Creating Re-Usable Data Products for Analytics
Data Lake vs. Lakehouse vs. Data Mesh
Most companies today are storing data and running applications in a hybrid multi-Cloud environment. Analytical systems tend to be centralised and siloed like Data Warehouses and Data Marts for BI, Hadoop or Cloud storage Data Lakes for Data Science and stand-alone streaming analytical systems for real-time analysis. These centralised systems rely on Data Engineers and Data Scientists working within each silo to ingest data from many different sources, clean and integrate it for use in a specific analytical system or Machine Learning models.
There are many issues with this centralised, siloed approach including multiple tools to prepare and integrate data, reinvention of data integration pipelines in each silo and centralised data engineering with poor understanding of source data unable to keep pace with business demands for new data. Also Master Data is not well managed.
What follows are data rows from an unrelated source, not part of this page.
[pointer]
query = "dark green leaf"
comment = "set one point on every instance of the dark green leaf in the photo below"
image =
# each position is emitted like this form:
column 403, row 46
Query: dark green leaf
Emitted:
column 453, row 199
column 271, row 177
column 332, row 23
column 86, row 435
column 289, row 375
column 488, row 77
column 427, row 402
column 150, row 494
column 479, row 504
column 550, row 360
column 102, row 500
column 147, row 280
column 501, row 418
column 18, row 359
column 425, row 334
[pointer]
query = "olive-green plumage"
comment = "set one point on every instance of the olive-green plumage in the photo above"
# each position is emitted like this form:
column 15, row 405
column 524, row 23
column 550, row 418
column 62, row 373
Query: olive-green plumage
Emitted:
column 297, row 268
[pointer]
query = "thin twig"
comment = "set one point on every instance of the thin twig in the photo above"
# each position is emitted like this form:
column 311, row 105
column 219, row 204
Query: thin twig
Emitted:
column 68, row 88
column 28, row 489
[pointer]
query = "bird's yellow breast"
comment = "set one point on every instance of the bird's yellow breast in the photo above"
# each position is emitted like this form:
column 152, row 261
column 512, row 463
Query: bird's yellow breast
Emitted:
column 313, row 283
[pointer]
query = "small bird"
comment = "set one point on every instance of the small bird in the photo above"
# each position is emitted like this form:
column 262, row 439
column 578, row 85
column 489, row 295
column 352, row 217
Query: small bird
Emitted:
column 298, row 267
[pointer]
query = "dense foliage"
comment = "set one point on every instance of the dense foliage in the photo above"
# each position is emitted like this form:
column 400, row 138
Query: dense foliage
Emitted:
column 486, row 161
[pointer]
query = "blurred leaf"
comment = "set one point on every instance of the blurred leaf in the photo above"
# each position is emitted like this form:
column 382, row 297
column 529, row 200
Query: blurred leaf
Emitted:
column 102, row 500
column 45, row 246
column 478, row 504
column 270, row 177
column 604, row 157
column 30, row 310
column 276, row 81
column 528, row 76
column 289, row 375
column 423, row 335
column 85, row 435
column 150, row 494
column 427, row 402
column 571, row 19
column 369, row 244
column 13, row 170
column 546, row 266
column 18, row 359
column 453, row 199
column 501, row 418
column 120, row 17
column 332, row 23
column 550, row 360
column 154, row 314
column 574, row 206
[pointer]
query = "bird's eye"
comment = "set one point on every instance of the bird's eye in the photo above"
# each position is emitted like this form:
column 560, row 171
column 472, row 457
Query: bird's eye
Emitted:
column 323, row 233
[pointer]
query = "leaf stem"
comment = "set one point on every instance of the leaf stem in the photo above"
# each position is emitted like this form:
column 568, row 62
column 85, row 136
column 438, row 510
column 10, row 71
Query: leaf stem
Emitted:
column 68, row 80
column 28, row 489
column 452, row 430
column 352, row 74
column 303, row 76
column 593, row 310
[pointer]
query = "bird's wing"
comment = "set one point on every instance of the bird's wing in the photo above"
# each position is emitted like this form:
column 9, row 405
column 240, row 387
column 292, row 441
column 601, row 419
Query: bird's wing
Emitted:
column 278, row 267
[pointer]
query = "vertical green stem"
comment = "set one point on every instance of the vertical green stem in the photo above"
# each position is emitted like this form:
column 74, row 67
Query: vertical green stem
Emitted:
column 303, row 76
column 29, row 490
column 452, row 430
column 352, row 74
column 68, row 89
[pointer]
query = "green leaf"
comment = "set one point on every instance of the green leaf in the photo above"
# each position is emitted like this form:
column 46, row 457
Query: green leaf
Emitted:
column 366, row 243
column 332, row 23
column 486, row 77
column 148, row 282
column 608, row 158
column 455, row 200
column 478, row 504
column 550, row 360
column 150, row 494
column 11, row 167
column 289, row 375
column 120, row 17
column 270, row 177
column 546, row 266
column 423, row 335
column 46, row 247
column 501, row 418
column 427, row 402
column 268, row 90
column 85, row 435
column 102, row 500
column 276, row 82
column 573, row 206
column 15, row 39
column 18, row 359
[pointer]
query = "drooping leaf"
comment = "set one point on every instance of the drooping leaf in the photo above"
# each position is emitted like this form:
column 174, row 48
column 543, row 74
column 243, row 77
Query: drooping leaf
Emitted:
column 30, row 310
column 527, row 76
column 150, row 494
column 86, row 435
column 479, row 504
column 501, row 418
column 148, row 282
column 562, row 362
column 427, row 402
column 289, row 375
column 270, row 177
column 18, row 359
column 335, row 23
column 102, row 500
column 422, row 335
To address these issues, new Data Architectures have emerged attempting to accelerate creation of data for use in multiple analytical workloads. Data Mesh is a decentralised Data Architecture with domain-oriented data ownership and decentralised self-service data engineering to create a mesh of data products serving multiple analytical systems.
Also, Data Lakes can be used for the same thing and integrated with Data Warehouses or Lakehouses so lower latency data products can be created once and used in streaming analytics, Business Intelligence, Data Science and other analytical workloads.
This 2-day class examines the strengths, and weaknesses of Data Lakes, Data Mesh and Data Lakehouses and at how multiple domain-oriented teams can use common data infrastructure software to create trusted, compliant, reusable, data products in a Data Mesh or Data Lake for use in Data Warehouses, Data Lakehouses and Data Science to drive value.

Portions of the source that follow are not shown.